DEFENDANT WAS FACING A MANDATORY PRISON SENTENCE OF 8 YEARS FOR DRUG TRAFFICKING, BUT THE INDICTMENT WAS REDUCED TO A LOWER LEVEL OF DRUG TRAFFICING, AND THE DEFENDANT WAS SPARED FROM SERVING AN ADDITIONAL 4 ½ YEARS IN PRISON.

 Defendant was the target of operating a large scale drug trafficking operation in Brockton. The investigation consisted of information provided to the police by two (2) separate confidential informants. A confidential informant participated in several controlled buys. Under the supervision of police, the informant purchased cocaine from the Defendant, several times, at the Defendant’s residence in Brockton. Police obtained a search warrant to search the Defendant’s residence. When the police executed the search warrant, they recovered the following evidence from the Defendant’s residence, 92.5 grams of cocaine in a closet, 19 grams of cocaine in a bureau, 503 grams of marijuana, 16 Vicodin pills, 5 Percocet pills, over $60,000 in cash, and distribution materials. Defendant was charged with: (1) Trafficking Cocaine (over 100 grams) under G.L. c. 94C, §32E(b), (2) Possession with Intent to Distribute Marijuana under G.L. c. 94C, §32C, and (3) Possession of Class B substance.

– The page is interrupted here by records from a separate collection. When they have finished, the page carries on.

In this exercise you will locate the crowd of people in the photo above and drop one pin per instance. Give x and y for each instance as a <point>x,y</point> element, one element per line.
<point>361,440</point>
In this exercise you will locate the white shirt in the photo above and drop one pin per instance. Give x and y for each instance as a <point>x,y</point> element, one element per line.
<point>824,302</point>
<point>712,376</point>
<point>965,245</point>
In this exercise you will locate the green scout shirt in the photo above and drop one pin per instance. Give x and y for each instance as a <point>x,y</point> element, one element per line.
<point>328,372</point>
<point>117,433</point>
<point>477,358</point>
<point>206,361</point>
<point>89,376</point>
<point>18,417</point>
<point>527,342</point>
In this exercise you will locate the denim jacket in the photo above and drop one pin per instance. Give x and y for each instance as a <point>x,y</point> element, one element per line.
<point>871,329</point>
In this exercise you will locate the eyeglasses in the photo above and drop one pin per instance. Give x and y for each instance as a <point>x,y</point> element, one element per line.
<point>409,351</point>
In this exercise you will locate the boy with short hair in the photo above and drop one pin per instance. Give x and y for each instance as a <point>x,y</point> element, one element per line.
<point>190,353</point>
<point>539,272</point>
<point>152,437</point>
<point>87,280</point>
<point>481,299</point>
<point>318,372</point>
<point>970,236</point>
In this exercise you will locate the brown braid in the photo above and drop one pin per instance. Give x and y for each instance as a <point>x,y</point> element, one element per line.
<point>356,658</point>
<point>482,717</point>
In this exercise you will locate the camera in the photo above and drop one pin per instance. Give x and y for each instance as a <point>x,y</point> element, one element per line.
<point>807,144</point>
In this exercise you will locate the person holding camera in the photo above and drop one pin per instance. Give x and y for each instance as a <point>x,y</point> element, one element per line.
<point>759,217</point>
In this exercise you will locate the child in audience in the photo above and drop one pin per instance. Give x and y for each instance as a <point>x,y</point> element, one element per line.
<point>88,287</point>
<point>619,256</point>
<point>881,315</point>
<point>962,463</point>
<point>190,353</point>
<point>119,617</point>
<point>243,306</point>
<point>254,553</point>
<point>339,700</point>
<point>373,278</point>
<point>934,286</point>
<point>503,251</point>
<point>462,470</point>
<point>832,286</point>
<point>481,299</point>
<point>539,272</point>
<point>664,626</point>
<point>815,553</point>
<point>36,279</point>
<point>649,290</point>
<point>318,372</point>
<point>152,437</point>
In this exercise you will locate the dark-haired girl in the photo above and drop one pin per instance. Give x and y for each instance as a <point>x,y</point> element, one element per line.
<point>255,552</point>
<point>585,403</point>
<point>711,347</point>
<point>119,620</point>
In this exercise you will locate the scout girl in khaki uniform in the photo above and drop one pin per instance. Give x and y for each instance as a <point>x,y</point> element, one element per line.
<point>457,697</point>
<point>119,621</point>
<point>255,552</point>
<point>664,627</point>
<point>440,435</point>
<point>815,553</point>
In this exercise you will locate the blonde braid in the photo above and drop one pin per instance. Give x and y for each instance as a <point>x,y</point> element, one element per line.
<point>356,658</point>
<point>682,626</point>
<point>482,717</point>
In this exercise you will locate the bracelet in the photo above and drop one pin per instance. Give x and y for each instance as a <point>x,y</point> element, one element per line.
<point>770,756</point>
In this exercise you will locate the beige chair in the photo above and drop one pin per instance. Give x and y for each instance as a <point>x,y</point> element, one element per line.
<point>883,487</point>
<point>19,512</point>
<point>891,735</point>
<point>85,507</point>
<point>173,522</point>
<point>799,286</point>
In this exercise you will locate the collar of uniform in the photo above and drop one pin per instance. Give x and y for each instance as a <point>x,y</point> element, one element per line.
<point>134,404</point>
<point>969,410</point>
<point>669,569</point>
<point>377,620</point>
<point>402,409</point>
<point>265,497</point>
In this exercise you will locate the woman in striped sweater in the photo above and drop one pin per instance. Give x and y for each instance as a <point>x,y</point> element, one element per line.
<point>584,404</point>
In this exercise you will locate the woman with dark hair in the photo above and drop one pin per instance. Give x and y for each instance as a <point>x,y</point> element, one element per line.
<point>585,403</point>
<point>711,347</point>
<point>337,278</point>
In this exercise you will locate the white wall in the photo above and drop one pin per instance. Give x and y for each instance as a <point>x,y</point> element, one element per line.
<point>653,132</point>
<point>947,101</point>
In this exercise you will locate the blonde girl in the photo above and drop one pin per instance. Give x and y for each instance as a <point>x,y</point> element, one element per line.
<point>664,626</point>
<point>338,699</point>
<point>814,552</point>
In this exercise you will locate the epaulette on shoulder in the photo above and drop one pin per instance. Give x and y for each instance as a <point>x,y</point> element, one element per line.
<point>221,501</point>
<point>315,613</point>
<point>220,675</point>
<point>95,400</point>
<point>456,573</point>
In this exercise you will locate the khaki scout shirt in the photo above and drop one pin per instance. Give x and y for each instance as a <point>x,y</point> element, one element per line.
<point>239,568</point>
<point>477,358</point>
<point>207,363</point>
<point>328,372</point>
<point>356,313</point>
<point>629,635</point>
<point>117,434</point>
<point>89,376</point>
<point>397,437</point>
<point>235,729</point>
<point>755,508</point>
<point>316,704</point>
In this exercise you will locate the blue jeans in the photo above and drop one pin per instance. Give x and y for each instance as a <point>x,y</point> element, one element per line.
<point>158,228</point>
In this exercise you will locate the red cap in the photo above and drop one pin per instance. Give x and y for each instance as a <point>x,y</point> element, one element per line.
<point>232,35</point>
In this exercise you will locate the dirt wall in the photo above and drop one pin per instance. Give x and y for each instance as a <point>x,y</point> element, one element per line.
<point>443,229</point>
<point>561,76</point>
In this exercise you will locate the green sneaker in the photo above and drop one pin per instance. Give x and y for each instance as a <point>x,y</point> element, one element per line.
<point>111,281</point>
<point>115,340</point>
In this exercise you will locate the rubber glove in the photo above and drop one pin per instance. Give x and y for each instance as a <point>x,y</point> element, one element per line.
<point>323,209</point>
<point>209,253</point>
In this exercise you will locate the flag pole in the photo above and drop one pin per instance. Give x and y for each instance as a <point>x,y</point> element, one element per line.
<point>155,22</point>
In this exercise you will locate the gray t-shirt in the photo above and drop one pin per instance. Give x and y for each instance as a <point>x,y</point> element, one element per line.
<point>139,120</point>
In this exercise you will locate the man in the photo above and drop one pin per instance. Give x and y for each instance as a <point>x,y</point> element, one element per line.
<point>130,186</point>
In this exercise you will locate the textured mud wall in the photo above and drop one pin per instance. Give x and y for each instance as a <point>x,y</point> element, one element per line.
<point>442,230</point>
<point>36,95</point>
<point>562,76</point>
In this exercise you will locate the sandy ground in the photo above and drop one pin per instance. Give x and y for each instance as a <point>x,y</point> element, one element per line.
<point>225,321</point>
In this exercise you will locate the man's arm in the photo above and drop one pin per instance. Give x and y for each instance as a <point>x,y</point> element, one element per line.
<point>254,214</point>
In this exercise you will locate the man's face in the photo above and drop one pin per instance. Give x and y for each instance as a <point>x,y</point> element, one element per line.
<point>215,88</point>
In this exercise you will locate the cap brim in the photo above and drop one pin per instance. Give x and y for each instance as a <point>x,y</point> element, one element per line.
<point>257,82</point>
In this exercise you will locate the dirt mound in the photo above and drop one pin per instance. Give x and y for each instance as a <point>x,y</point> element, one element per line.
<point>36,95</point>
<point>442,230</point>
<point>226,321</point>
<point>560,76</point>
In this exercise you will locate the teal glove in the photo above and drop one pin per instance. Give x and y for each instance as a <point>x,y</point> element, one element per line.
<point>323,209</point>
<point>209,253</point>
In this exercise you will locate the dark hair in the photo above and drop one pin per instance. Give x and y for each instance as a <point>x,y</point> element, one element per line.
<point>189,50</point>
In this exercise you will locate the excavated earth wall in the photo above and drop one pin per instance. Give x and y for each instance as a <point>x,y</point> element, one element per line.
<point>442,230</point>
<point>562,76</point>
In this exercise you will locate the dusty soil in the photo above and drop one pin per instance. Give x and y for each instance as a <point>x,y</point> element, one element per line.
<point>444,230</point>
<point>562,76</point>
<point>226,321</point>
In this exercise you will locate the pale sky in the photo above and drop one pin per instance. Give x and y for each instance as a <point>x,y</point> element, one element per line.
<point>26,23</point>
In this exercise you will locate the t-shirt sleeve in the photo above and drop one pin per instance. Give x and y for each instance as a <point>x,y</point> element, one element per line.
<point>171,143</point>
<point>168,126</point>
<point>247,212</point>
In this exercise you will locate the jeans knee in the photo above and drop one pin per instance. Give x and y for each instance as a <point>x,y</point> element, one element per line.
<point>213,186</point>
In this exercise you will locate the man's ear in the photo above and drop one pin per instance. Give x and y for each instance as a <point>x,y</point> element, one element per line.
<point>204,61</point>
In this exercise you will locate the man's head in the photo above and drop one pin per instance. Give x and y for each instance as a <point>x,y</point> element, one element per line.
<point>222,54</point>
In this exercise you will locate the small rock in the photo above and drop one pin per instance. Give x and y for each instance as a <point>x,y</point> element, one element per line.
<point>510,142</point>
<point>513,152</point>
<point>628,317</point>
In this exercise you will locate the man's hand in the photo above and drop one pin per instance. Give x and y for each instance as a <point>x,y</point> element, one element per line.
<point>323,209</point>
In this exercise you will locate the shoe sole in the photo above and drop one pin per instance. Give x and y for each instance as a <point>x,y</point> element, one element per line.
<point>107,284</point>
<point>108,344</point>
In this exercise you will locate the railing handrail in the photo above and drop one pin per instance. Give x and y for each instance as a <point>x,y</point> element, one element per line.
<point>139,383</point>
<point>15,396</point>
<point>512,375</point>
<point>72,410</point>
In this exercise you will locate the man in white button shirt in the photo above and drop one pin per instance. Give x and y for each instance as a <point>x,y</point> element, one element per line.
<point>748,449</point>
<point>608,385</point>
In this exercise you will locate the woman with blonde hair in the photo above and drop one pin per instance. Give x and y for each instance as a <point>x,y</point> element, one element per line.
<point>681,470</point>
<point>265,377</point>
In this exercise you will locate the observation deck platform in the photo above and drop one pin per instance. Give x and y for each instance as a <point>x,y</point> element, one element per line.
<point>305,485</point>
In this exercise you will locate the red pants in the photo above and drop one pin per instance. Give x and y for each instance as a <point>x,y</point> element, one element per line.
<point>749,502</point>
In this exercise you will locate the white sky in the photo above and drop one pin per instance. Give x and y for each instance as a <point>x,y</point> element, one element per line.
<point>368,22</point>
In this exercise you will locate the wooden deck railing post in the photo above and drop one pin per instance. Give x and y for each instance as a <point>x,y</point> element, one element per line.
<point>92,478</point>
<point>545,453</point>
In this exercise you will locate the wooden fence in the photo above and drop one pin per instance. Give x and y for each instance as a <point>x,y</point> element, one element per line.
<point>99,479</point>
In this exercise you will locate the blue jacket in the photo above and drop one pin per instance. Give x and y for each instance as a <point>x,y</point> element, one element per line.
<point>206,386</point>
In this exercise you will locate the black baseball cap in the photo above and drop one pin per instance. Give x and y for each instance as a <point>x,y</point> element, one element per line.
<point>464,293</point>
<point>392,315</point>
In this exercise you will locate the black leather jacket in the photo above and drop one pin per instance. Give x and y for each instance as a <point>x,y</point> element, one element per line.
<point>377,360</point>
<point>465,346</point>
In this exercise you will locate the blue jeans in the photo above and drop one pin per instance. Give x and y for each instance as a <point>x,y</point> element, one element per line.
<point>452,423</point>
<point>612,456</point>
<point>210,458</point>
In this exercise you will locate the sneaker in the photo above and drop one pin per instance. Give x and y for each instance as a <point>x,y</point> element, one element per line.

Result: Attorney Patrick J. Noonan moved to suppress the evidence seized from the Defendant’s residence pursuant to the search warrant. The police obtained a No-Knock search warrant, which allowed them to enter the residence without having to knock and announce their presence. Attorney Noonan argued that, when the police arrived to the residence at 4:00 am to execute the warrant, there were no exigent circumstances present because all the occupants in the house were sleeping – and the police were required to knock and announce their presence because there was no evidence that the occupants of the home presented a threat to officer safety. At the hearing, Attorney Noonan discovered that there was conflicting evidence as to whether the police served the Defendant, in-hand, with a copy of the search warrant, which is required by law. The lead investigating officer testified that he did not have a copy of the search warrant in his possession when he executed the search warrant. The lead officer did not personally serve a copy of the search warrant on the Defendant, and the lead officer did not see any other officers serve the warrant on the Defendant. Rather, the lead officer testified that another officer had a copy of the search warrant, but the officer did not see him serve the warrant on the Defendant. Despite his efforts, Attorney Noonan’s suppression motion was unsuccessful. The indictment for trafficking 100 grams of cocaine carries a mandatory prison sentence of eight (8) years. Attorney Noonan hired an expert chemist who reviewed all the drug evidence, and Attorney Noonan was prepared to present evidence at trial that the Commonwealth would have difficulty proving that the police seized at least 100 grams of cocaine. The Commonwealth deserves a lot of credit because they reviewed the evidence and determined that they might have difficulty in proving that the Defendant trafficking 100 grams or more of cocaine – so the Commonwealth agreed to reduce the indictment to trafficking under 100 grams. Trafficking in cocaine under 100 grams carries a mandatory prison sentence of 3 ½ years. The Defendant pled guilty to the reduced offense, and he was spared from serving 4 ½ years in prison.